Streaming/Realtime

The Streaming API allows for realtime and continuous transcription of content, streamed from live or as-live. This is currently supported by several vendors for uses, including:

Realtime recommendations
Monitoring/alerting/triggering from spoken content
Live subtitling
Simultaneous transcription and translation of meetings, events

This API is different from those provided for file-based content, provided as a websocket interface which is used to both send content and receive the transcription.

Note that different vendors have different requirements on the content that they accept, the supported languages (and punctuation models), as well as any hard-coded or configurable delays in the transcription results.

In general, the longer the delay in receiving the transcription, the better the quality.

API Endpoint

ws://<HOSTNAME>:<PORT>/streamingTranscribe

Where HOSTNAME and PORT is the address of the service running the streaming API.

Parameters

provider (required) - Named vendor to perform the streaming transcription
language (required) The language of the content to be transcribed. Note that mixed-language content is not yet supported, nor automatic language detection.
access_token (required) - The full JWT string acquired from the authentication process
encoding (required) The encoding of the audio content, one of: PCM, MULAW, FLAC, AMR, AMR_WB, OGG_OPUS, SPEEX_WITH_HEADER_BITE
sampleRate (required) The same rate of the audio content, expressed as an integer of samples (e.g. 8khz -> 8000)
channels (required) The number of channels in the audio content

If there is an error with the initial request, the connection will be closed with an error code of 1003.

Connecting and Using

Communication happens using a websocket that allows only binary messages to be exchanged.

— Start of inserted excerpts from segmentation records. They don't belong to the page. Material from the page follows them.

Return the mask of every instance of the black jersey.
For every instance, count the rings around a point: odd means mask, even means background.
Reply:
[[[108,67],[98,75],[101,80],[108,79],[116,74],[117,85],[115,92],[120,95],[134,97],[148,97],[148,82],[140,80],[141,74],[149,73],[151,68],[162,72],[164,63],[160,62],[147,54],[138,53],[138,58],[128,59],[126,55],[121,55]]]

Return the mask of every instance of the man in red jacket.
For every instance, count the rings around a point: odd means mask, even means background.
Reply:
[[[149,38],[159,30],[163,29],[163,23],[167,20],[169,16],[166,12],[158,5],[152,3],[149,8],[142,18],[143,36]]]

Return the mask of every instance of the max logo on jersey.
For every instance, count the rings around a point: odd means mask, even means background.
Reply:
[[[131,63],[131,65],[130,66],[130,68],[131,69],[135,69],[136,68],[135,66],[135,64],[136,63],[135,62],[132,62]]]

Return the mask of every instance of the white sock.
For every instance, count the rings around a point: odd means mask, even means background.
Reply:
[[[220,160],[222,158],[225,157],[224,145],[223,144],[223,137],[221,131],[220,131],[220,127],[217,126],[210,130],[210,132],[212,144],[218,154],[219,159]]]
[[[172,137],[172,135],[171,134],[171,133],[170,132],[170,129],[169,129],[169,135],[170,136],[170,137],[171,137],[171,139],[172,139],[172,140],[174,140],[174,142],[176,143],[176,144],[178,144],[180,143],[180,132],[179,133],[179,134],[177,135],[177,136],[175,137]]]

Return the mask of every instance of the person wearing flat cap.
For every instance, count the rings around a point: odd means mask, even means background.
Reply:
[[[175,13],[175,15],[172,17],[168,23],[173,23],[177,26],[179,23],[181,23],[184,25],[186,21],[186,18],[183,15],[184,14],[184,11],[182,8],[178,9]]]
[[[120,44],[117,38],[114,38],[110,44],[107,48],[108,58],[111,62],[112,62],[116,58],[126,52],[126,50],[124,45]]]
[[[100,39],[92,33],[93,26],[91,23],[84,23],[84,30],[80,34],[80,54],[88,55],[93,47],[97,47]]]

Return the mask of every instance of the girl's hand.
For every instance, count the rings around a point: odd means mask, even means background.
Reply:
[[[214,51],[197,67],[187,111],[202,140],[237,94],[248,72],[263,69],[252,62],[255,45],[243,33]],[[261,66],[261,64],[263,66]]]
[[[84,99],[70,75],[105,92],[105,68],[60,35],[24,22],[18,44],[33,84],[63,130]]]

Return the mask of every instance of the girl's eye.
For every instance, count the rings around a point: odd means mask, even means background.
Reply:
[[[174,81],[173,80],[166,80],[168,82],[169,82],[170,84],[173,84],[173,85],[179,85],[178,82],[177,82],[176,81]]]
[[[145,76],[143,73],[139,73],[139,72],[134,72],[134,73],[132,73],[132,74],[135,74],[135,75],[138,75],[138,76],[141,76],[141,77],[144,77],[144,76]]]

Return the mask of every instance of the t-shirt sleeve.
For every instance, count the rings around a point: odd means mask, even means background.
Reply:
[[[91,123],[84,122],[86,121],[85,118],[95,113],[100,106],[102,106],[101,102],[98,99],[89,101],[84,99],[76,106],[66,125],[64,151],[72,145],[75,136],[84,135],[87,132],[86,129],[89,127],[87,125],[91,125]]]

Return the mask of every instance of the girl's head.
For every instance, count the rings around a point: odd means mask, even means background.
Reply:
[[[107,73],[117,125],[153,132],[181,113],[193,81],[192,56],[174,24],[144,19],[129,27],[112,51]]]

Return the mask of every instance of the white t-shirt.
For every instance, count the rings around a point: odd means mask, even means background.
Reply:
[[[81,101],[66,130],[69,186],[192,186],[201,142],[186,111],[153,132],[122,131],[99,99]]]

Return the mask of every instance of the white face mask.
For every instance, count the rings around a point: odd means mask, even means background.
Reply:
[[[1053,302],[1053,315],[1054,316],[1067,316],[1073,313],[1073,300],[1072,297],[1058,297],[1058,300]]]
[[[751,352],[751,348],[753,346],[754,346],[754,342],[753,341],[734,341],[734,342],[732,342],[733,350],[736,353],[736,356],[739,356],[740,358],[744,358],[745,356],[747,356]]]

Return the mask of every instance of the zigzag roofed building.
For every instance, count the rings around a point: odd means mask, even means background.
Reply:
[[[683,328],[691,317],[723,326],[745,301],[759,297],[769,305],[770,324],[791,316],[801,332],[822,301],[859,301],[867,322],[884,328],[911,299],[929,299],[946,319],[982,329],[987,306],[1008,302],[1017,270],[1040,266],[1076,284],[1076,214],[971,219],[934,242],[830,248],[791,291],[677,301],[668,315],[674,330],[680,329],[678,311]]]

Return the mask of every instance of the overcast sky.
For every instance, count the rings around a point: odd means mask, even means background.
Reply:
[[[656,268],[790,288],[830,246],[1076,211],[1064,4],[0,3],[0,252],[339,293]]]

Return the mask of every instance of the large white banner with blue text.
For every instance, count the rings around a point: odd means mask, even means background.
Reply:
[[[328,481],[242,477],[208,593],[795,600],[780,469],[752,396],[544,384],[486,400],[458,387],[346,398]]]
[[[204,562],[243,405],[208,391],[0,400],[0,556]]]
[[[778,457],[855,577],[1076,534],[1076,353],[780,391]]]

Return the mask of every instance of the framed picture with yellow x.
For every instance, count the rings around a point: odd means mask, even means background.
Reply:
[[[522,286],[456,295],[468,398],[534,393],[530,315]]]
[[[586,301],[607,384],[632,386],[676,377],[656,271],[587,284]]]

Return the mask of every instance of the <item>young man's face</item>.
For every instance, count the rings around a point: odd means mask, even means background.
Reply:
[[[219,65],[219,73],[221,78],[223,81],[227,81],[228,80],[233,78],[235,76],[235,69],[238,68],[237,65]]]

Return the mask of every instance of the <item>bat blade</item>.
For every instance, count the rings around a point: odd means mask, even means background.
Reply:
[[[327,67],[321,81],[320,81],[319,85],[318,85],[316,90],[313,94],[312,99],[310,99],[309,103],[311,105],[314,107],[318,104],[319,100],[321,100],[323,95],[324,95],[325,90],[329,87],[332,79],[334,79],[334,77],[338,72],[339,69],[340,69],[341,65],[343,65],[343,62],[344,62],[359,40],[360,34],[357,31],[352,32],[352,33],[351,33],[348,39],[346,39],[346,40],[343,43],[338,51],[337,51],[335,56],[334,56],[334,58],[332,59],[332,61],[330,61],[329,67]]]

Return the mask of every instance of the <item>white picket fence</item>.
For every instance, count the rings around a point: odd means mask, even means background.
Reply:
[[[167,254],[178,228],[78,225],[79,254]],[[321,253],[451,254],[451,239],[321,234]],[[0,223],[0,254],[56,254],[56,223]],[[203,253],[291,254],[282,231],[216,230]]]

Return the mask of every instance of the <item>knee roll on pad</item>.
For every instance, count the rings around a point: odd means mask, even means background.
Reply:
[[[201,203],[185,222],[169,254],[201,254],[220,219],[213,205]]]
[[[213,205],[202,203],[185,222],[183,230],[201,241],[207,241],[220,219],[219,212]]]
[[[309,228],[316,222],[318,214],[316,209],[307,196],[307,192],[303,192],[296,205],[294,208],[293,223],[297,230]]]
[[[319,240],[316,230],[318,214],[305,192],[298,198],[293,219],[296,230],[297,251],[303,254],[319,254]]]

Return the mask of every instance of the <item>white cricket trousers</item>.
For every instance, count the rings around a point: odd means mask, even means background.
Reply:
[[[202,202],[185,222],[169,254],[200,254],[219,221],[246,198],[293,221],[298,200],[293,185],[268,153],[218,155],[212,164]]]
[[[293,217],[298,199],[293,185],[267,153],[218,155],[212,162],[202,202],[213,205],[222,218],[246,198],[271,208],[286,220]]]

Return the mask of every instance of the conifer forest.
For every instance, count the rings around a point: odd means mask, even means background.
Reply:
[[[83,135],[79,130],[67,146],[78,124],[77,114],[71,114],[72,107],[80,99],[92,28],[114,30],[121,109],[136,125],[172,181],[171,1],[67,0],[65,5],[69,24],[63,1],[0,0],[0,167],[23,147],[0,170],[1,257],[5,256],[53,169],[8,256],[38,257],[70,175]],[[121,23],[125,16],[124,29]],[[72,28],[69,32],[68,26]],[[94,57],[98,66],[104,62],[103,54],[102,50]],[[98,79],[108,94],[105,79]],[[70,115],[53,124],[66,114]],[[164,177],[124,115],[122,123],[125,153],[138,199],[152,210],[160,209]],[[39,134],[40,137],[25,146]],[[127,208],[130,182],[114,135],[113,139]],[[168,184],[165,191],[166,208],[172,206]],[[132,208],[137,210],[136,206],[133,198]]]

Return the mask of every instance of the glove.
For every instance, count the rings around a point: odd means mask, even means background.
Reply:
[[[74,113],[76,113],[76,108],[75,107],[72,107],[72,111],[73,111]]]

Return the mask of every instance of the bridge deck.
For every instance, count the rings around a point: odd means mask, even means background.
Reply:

Messages may be sent from the client and received from the server. The flow of events to establish the flow of messages is as follows:

Client opens a websocket connection to the streaming API
Cient starts to buffer its audio source
The streaming API will start its vendor connection
Client will receive a message from the streaming API (0x01)indicating the number of bytes required
Client will reply with one or more messages (0x01), containing byte chunks of contiguous audio content to be transcribed up to the number of requested bytes
The Client will receive a message from the streaming API (0x02) containing the JSON response
If the Client has further content, go to step 5.

The client may also receive messages (0x03) in the event of an error captured by the streaming API.

Messages

Messages are sent/received as byte arrays with the following structure:

Event type (1 byte)
Payload (n bytes)

Event 0x01

The meaning and structure of this event depends on whether it is being sent from the client or the streaming API, as indicated below.

Sent from client

The client sends an audio segment to the backend.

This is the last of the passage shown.